The data we need is in a PDF table, or a series of tables. PDF (the Portable Document Format) is really good for representing data to a printer -- creating a standard like this was a huge deal when PDF was introduced. Often, however, it becomes a vehicle for publishing data and then you start to see its weaknesses. Extracting data from a PDF will depend, first, on the kind of PDF it is. If you can "select" text from the document, you're in luck. There are several tools to help you get reasonably close to the data. If, on the other hand, your pages are essentially images, well, then you have to rely on "optical character recognition" programs that cluster black and white pixels, say, into letters and words and sentences. 

I used [Tabula](http://tabula.technology/) to pull the data from the report and convert it to something more usable, a CSV (comma separated values) file. CSV files are a popular format for tabular data. Each line in the file represents a different person or object or "entity." Measurements, or "attributes" on a given entity occupy one line in the file and are separated by commas. You can read more about the format [here](https://en.wikipedia.org/wiki/Comma-separated_values). [Download the data](https://github.com/cocteau/lede2018/raw/master/data/pr_sep.csv) and have a look -- perhaps open it in your favorite spreadsheet program.

To pull this data into R, we will use a "function." **Everything you execute in R, every command, involves executing a function in some way.** Through functions, we encapsulate operations that we have to perform repeatedly.
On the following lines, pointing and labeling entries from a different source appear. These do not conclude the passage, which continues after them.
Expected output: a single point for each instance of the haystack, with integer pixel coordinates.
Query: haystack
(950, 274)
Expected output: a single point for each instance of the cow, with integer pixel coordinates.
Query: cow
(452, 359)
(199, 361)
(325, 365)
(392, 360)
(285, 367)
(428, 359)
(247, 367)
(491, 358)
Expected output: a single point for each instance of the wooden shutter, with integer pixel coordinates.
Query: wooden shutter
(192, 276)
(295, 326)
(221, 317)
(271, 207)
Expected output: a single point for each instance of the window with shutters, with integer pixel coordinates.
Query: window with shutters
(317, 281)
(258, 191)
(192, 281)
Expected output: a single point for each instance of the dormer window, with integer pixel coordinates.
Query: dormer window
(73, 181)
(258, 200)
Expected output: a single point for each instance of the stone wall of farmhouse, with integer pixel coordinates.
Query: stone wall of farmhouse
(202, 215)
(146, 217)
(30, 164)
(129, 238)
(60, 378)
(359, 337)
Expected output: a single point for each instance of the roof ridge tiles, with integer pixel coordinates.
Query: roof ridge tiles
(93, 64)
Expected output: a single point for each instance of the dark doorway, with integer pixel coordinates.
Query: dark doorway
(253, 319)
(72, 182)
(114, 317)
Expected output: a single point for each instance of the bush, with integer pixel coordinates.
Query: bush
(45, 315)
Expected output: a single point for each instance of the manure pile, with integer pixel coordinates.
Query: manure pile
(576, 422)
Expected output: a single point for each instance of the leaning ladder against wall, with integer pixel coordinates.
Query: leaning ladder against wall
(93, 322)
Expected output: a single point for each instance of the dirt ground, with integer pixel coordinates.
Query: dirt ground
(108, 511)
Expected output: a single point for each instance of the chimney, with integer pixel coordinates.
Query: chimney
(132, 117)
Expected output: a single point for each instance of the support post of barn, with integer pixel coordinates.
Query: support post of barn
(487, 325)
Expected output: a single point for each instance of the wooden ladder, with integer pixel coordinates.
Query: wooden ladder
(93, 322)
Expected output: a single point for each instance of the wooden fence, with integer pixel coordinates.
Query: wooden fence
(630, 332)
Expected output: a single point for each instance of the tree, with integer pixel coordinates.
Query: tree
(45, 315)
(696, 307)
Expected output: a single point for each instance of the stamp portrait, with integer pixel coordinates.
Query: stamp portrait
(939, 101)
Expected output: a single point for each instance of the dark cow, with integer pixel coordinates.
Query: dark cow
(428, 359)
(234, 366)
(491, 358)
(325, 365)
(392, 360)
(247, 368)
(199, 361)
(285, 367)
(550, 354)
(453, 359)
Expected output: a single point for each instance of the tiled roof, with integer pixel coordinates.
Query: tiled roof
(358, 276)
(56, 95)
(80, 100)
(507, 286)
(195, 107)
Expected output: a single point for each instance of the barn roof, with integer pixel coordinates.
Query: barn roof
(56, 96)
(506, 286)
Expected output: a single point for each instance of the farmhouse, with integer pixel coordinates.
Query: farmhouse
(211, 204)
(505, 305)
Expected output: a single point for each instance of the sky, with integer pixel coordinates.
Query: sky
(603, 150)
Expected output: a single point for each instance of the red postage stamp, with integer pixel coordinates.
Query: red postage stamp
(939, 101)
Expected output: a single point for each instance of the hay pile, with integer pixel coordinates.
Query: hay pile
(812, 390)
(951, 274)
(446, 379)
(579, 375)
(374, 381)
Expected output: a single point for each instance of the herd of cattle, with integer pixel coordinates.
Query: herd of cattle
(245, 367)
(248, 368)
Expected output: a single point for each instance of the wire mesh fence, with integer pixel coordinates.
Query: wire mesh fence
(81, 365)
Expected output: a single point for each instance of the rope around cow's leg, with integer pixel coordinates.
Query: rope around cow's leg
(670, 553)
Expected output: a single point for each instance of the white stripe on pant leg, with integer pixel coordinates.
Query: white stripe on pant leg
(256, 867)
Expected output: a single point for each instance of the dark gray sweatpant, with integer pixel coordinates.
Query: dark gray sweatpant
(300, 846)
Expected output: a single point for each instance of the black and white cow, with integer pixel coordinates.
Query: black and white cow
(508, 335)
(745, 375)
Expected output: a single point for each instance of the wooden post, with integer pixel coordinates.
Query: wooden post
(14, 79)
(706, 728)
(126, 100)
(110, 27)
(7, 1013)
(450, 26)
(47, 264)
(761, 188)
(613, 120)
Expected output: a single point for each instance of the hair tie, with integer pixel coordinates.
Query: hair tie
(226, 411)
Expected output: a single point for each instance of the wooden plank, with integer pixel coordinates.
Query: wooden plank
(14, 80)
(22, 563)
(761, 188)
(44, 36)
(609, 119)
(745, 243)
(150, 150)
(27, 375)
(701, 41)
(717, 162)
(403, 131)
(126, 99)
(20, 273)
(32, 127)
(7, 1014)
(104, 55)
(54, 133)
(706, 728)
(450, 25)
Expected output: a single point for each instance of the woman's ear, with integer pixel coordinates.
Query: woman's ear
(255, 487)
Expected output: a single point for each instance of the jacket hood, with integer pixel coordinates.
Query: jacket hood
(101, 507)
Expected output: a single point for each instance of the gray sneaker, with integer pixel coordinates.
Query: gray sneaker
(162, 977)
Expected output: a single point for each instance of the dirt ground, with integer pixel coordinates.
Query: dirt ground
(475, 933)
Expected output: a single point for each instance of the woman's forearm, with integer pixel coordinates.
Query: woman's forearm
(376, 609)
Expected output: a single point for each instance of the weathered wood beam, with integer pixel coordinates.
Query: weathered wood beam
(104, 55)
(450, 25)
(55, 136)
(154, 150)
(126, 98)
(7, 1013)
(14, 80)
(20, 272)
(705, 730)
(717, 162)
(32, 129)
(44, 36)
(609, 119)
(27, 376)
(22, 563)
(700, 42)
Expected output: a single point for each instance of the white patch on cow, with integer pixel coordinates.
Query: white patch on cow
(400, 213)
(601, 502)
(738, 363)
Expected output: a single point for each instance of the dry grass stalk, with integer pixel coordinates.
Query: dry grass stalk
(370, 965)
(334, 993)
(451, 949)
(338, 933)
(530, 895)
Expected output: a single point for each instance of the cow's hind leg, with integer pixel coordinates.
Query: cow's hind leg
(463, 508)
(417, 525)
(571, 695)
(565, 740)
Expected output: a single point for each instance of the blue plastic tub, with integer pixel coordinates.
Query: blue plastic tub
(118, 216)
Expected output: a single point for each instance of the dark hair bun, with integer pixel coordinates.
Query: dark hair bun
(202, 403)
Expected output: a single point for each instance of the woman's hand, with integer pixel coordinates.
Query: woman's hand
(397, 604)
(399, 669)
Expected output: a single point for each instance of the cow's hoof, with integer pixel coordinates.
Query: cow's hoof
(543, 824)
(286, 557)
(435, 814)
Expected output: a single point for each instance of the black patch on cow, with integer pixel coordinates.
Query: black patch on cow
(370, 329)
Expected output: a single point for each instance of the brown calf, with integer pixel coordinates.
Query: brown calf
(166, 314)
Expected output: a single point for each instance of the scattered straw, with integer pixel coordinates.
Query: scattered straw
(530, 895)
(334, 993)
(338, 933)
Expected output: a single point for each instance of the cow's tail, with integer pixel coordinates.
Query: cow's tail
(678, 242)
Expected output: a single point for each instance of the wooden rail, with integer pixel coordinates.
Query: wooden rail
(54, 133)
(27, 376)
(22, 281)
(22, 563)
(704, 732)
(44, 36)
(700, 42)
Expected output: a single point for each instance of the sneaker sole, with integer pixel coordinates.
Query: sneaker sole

In the cell below, we use the function `read.csv()` which does what you might expect -- It reads data in a CSV (comma separated values) file.
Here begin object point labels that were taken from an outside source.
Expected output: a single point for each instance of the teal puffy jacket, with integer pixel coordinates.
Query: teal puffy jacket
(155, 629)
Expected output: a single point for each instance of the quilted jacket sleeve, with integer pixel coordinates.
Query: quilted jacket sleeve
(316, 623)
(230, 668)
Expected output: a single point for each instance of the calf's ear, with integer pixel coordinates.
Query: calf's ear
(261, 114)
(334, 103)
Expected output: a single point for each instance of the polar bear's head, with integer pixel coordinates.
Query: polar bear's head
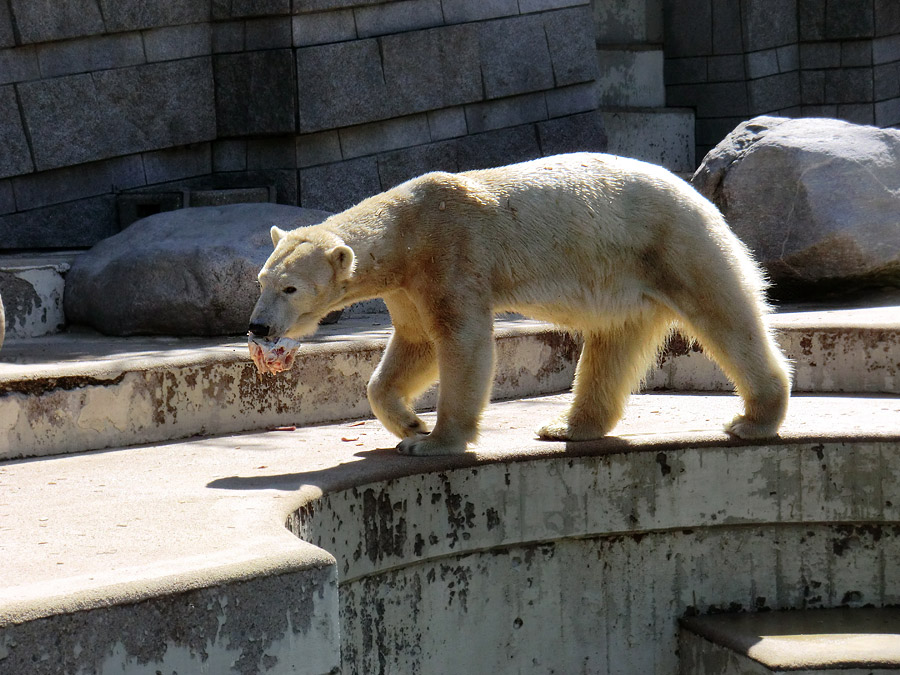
(303, 280)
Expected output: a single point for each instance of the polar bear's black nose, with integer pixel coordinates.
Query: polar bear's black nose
(259, 329)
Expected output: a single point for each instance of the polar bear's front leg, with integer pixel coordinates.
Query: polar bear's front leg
(466, 365)
(406, 370)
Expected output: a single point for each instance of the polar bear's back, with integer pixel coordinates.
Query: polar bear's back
(604, 231)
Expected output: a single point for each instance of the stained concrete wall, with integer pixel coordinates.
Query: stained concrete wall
(585, 564)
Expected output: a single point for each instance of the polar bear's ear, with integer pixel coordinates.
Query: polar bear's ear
(342, 259)
(277, 235)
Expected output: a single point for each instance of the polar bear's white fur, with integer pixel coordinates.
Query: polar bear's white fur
(614, 248)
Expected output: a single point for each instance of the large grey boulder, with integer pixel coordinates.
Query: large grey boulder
(185, 272)
(817, 200)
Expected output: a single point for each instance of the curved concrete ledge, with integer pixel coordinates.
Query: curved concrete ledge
(69, 393)
(521, 556)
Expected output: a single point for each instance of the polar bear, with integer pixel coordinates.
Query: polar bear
(616, 249)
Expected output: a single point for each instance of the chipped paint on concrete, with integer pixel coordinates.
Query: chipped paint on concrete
(33, 298)
(278, 624)
(584, 564)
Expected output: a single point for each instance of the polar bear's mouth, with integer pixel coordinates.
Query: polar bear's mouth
(272, 356)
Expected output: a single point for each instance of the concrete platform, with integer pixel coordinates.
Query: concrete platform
(81, 391)
(825, 642)
(177, 556)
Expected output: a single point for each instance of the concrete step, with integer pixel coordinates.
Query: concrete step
(82, 391)
(176, 557)
(822, 641)
(663, 136)
(31, 286)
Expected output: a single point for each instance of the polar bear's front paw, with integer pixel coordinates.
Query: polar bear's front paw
(426, 446)
(561, 429)
(742, 427)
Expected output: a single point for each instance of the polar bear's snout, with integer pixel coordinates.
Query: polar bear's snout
(259, 329)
You can also ask for help about any function in R using, well, another function called `help()`.

In [None]:
help(read.csv)

From this help page, you see how you can read in a data set and the different "arguments" that might alter the way the data are interpreted or the operation is performed. Below we will call read.csv() with only the first, the name of the file to read. This could also easily be a URL.
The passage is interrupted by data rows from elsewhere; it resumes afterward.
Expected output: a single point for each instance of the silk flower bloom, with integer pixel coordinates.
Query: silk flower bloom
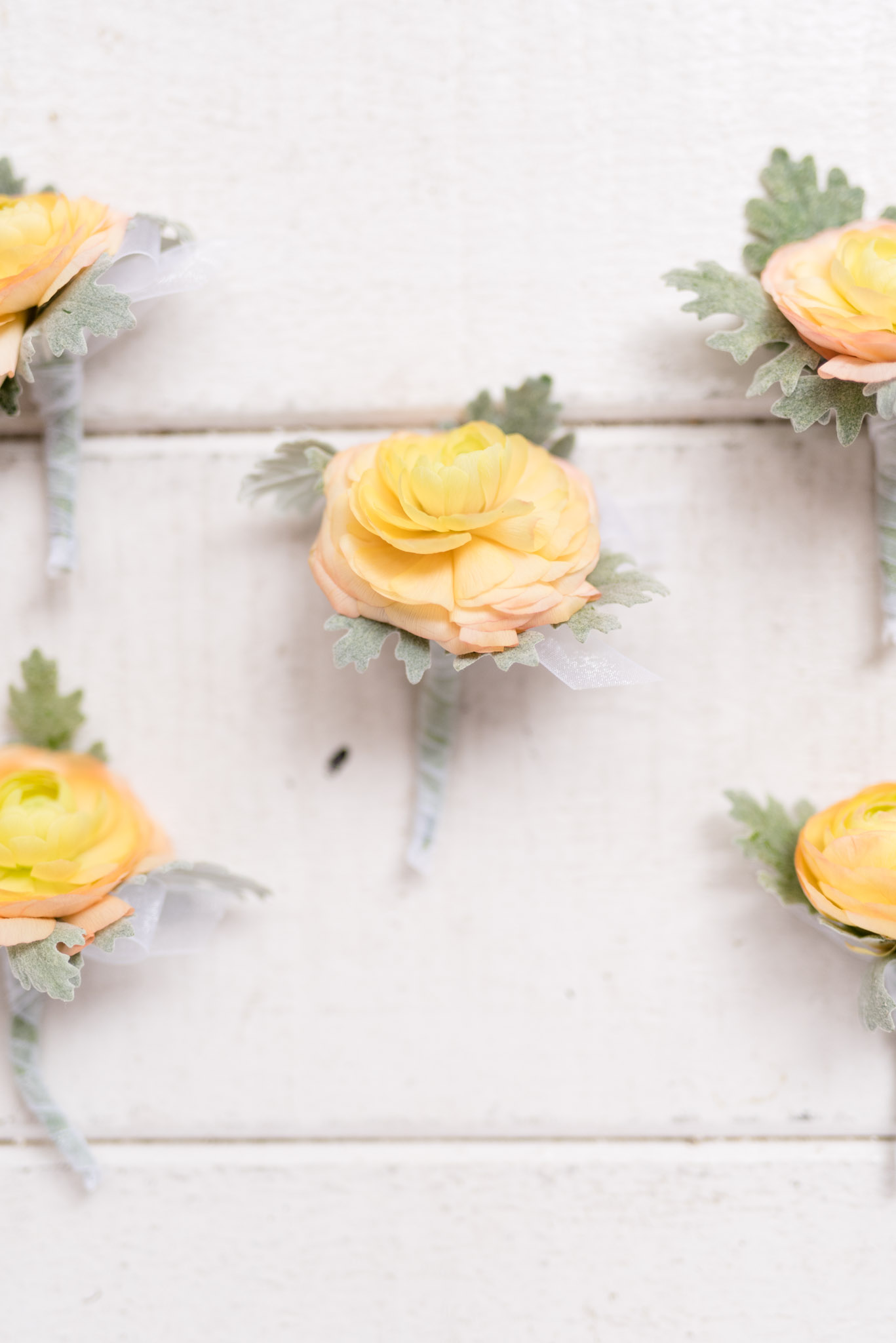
(838, 291)
(70, 832)
(45, 241)
(847, 860)
(464, 538)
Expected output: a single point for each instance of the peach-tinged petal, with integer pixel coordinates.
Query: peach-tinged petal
(105, 912)
(11, 332)
(851, 370)
(15, 932)
(464, 538)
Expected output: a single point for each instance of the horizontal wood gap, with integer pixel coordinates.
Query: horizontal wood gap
(422, 416)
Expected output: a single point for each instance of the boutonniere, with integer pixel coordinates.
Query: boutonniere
(821, 300)
(481, 542)
(85, 876)
(836, 868)
(71, 273)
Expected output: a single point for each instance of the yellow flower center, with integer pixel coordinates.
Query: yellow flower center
(431, 493)
(45, 837)
(29, 225)
(857, 289)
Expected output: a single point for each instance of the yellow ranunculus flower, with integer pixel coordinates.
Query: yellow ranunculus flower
(464, 538)
(45, 241)
(838, 289)
(847, 860)
(70, 832)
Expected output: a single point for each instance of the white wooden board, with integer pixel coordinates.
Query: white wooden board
(427, 199)
(591, 955)
(438, 1244)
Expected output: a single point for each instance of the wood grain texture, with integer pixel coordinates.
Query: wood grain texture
(393, 1244)
(426, 199)
(591, 955)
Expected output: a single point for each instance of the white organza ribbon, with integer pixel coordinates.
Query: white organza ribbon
(883, 435)
(146, 273)
(438, 700)
(176, 910)
(57, 388)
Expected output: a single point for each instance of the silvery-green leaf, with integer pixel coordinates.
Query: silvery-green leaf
(722, 291)
(81, 305)
(362, 642)
(886, 398)
(42, 966)
(294, 476)
(875, 1002)
(815, 398)
(414, 653)
(39, 713)
(589, 618)
(621, 586)
(10, 184)
(524, 652)
(526, 410)
(10, 391)
(794, 207)
(106, 938)
(171, 231)
(773, 841)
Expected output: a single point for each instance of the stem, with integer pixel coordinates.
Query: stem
(437, 717)
(57, 384)
(26, 1009)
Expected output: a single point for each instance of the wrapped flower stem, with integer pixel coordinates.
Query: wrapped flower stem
(57, 387)
(26, 1013)
(437, 719)
(883, 435)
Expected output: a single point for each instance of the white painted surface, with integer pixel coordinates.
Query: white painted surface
(399, 1244)
(436, 197)
(426, 199)
(591, 955)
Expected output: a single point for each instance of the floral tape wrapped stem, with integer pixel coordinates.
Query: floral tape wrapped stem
(883, 435)
(437, 713)
(57, 386)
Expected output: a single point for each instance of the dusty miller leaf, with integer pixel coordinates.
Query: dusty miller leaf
(10, 184)
(884, 397)
(10, 390)
(618, 588)
(622, 586)
(524, 652)
(42, 966)
(526, 410)
(39, 713)
(171, 231)
(414, 653)
(722, 291)
(363, 641)
(587, 618)
(875, 1002)
(773, 841)
(294, 476)
(83, 305)
(815, 398)
(106, 938)
(794, 207)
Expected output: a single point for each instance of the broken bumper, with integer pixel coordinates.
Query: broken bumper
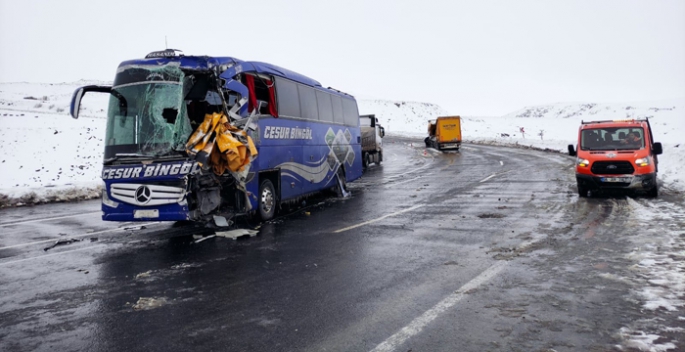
(125, 212)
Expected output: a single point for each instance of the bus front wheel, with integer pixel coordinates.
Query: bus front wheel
(267, 200)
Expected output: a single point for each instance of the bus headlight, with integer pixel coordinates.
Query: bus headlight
(105, 198)
(642, 162)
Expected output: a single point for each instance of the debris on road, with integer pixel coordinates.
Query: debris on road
(145, 275)
(200, 238)
(221, 221)
(147, 303)
(61, 243)
(491, 216)
(234, 234)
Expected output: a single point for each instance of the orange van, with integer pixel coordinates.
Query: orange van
(616, 155)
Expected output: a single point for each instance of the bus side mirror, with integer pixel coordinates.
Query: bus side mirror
(78, 95)
(657, 148)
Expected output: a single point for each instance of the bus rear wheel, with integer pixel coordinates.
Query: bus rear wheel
(582, 191)
(341, 189)
(267, 200)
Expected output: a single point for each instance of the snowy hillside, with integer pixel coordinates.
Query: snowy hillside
(402, 117)
(47, 155)
(549, 126)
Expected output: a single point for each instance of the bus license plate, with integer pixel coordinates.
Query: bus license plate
(615, 179)
(148, 213)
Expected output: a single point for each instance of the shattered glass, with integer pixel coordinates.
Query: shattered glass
(155, 121)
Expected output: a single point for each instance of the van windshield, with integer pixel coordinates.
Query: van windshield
(613, 138)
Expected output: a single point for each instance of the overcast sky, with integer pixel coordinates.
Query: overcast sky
(471, 57)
Make sure you place the file "pr_sep.csv" into the same folder as you started your notebook from. 

In [1]:
pr <- read.csv("pr_sep.csv")
head(pr)

SEP,Y2015,Y2016,Y2017
1,75,75,92
2,77,67,69
3,67,78,78
4,71,99,84
5,62,89,75
6,77,74,80


In [2]:
tail(pr)

Unnamed: 0,SEP,Y2015,Y2016,Y2017
25,25,60,75,135
26,26,76,82,131
27,27,78,82,120
28,28,84,81,109
29,29,83,70,127
30,30,73,91,129


We see that "chiefs" is a table and head() is a function that shows us the first few lines of the table (by default, the first 6). You can see more or less by adding an argument that specifies how many rows to show.

In [3]:
help(head)

So from here we see that we can show more lines by adding an argument "n". Here's 20.

In [4]:
head(pr,n=10)

SEP,Y2015,Y2016,Y2017
1,75,75,92
2,77,67,69
3,67,78,78
4,71,99,84
5,62,89,75
6,77,74,80
7,85,67,87
8,84,77,93
9,79,90,72
10,66,73,98


In [5]:
head(pr,3)

SEP,Y2015,Y2016,Y2017
1,75,75,92
2,77,67,69
3,67,78,78


You can pull off the names of the columns with a command, well, `names()`.

In [6]:
names(pr)

The result here is a **vector** that is R's version of a list. The only difference between a list in Python and a vector in R is that R's vectors can only be of one data type (character or numeric or logical or... ) Here are some shortcuts for making vectors.

In [None]:
1:10

In [None]:
c(1:10,5,6,3:1)

In [None]:
letters

In [None]:
c("a","f","g")

In [None]:
seq(10,100,by=10)

In [None]:
rep(1:3,5)

In [None]:
rep(1:3,c(2,4,10))

In a previous cell, we used the name "x" to store a numerical value -- the result of a computation. Here, the output from read_csv() is R's version of a data table or spreadsheet and it's class is a "data.frame". Everything in R is an "object" meaning it has a "class" that you can ask about using the special function class().

In [None]:
class(pr)

... and just to round this out.

In [None]:
class(2+5)

... meaning our simple calculations produced data that is "numeric". So we'e seen "data.frame" and "numeric". Perhaps not surprisingly, `help()` and `read.csv()` are functions...

In [None]:
class(help)

One last thing. The size of the table. We can use the function `dim()` to learn a table's dimensions (how many rows and columns).

In [7]:
dim(pr)

"Thirty days hath September..." 

Prior to this recent data release, various journalistic outlets had tried to create a count. [Here is the New York Times' piece](https://www.nytimes.com/interactive/2017/12/08/us/puerto-rico-hurricane-maria-death-toll.html) on the subject. Read over briefly and tell me what was done to compute an estimate of the death toll from hurricane Maria. 

*Your comments here*



**Extracting data**. First, we can extract columns from the data frame using "$" the dollar sign...

In [None]:
pr$SEP

... and the vaues for deaths on the island in 2016.

In [None]:
pr$Y2016

As we mentioned, the objects being returned here are vectors.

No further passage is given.